"It has just been announced that Australia, the USA and the UK have formed a pact that will, among other things, involve Australia building nuclear-powered submarines for the first time. At the time of writing (16th Sept 2021) there is a dearth of detail so assessing the significance is difficult.
To take a step back first, one has to wonder why the UK is committed, by treaty, to come to the aid of other NATO countries while we are not obliged to come to the aid of Australia. After all, some of the NATO countries were our Warsaw Pact enemies and are countries with which we have few, if any, historical links. Australia by contrast is not just a friend or ally. Australia is, literally, family. So, committing the UK to the defence of Australia would be a right and natural thing to do, if that is what the pact actually means.
As for the details, they are currently lacking. Australia’s original plan was to build under licence twelve “Short-fin Barracuda” class submarines of French design. The Barracuda class will enter French Navy service powered by French nuclear reactors but these “Short-fin Barracudas” were to have the nuclear propulsion replaced by a mixture of conventional diesel-electric propulsion plus air-independent propulsion. They would have been the biggest, most expensive and advanced conventional submarines in the world and a significant advance on the six Collins class boats in service at present. It has been reported that these French-designed submarines would have been fitted with much of the sensors and weapons currently employed on the US Virginia class boats.
So what don’t we know? Will Australia still be buying twelve boats? And what sort - the UK Astute class or the US Virginia class? How will a country with relatively little nuclear expertise like Australia cope with a fleet of nuclear-powered submarines?
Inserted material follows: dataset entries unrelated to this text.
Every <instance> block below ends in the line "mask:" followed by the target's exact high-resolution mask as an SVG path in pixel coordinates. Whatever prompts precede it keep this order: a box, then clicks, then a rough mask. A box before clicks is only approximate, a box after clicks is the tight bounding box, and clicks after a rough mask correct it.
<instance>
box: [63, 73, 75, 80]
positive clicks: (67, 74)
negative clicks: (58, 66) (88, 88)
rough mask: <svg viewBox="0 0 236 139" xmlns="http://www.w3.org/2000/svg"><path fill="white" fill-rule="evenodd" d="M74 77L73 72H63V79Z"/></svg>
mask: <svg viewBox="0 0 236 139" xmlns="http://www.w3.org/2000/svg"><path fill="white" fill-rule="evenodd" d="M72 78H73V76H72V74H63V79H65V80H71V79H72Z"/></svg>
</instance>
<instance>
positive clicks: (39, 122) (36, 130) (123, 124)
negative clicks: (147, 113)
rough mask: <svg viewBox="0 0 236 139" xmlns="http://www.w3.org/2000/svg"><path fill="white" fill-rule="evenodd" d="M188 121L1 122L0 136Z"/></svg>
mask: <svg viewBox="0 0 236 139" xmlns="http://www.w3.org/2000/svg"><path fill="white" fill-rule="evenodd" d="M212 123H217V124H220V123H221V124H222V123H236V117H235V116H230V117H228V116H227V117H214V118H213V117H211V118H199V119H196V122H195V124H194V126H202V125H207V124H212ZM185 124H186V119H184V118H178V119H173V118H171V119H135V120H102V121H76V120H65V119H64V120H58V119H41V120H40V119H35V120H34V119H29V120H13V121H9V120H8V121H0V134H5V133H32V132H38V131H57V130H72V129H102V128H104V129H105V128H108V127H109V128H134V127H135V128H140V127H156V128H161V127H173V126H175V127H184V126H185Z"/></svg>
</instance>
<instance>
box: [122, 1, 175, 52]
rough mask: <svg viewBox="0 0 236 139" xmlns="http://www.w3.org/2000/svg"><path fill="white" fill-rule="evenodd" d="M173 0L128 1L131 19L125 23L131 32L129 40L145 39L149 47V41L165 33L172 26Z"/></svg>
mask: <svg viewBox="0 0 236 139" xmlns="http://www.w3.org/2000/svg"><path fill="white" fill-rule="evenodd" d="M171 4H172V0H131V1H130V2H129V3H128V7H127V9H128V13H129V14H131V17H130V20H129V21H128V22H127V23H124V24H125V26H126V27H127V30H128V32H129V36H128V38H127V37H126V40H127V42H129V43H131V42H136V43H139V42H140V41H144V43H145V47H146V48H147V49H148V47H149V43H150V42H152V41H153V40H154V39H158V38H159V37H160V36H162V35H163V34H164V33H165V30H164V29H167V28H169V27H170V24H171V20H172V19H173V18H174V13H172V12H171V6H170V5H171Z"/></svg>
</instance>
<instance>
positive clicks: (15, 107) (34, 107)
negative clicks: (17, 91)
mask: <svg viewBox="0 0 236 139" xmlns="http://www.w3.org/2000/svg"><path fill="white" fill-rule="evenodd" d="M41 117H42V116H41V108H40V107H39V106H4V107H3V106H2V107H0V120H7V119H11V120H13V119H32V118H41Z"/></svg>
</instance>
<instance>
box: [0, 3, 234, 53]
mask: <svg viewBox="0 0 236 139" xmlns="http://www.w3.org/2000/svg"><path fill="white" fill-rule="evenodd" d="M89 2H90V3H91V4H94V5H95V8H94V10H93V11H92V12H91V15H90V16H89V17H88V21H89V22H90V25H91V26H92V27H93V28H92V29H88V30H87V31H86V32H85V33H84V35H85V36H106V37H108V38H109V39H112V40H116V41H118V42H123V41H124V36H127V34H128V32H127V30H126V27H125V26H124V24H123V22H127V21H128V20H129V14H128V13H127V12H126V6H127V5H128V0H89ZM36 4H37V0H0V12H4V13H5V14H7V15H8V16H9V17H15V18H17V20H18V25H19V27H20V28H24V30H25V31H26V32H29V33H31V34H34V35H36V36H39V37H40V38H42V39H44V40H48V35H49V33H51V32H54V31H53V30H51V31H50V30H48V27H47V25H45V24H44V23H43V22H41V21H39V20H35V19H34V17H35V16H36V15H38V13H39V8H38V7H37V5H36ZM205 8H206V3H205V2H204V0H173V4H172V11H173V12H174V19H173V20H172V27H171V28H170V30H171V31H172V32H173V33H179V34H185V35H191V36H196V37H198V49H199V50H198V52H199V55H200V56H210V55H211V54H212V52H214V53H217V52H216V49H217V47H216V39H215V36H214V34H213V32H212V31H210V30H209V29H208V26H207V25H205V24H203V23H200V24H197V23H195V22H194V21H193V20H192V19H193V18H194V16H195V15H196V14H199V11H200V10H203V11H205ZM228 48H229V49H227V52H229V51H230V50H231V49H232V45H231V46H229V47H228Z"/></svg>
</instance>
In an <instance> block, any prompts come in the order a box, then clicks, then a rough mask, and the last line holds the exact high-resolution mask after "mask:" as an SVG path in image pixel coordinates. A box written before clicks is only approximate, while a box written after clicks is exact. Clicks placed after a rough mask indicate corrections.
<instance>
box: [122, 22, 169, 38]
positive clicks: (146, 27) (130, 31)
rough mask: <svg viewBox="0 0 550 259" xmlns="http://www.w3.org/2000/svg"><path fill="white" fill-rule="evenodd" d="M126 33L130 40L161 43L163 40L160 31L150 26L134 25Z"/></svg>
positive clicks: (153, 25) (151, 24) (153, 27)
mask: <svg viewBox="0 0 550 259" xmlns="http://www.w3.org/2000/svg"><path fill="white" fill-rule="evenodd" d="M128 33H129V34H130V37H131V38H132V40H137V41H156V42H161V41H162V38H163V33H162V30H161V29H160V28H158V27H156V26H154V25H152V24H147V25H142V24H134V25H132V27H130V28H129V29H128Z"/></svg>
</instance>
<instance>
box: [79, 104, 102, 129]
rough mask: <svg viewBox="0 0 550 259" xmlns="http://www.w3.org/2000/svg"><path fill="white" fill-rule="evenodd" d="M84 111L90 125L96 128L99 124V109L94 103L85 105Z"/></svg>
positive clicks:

It would presumably make Australia dependent upon the US (and the UK?) to a degree the Short-fin Barracudas would not. What about timing? There have already been concerns expressed about timing. One would want the new boats, whatever they are, to come into service as the Collins class are retired otherwise there will be a short-to-medium term dip in Australian submarine numbers before numbers rise longer-term. If there is conflict with China in the short-to-medium term these new boats might not be available in time to make a difference.
On a more parochial level, the Royal Navy has already lost key personnel to the Royal Australian Navy, including to their submarine service. This announcement opens up the possibility of RN nuclear engineers leaving Faslane for sunnier climes and thus creating an issue for the RN.
Until we have some details of the new arrangement we will all have to suspend judgement. The contract with France to build the twelve Short-fin Barracudas, fitted with advanced US weapons and sensors, looked like an exciting and significant leap forward in numbers and quality for the RAN submarine service. Let us hope the new arrangement is at least as good, but until we have some detail, no-one can tell.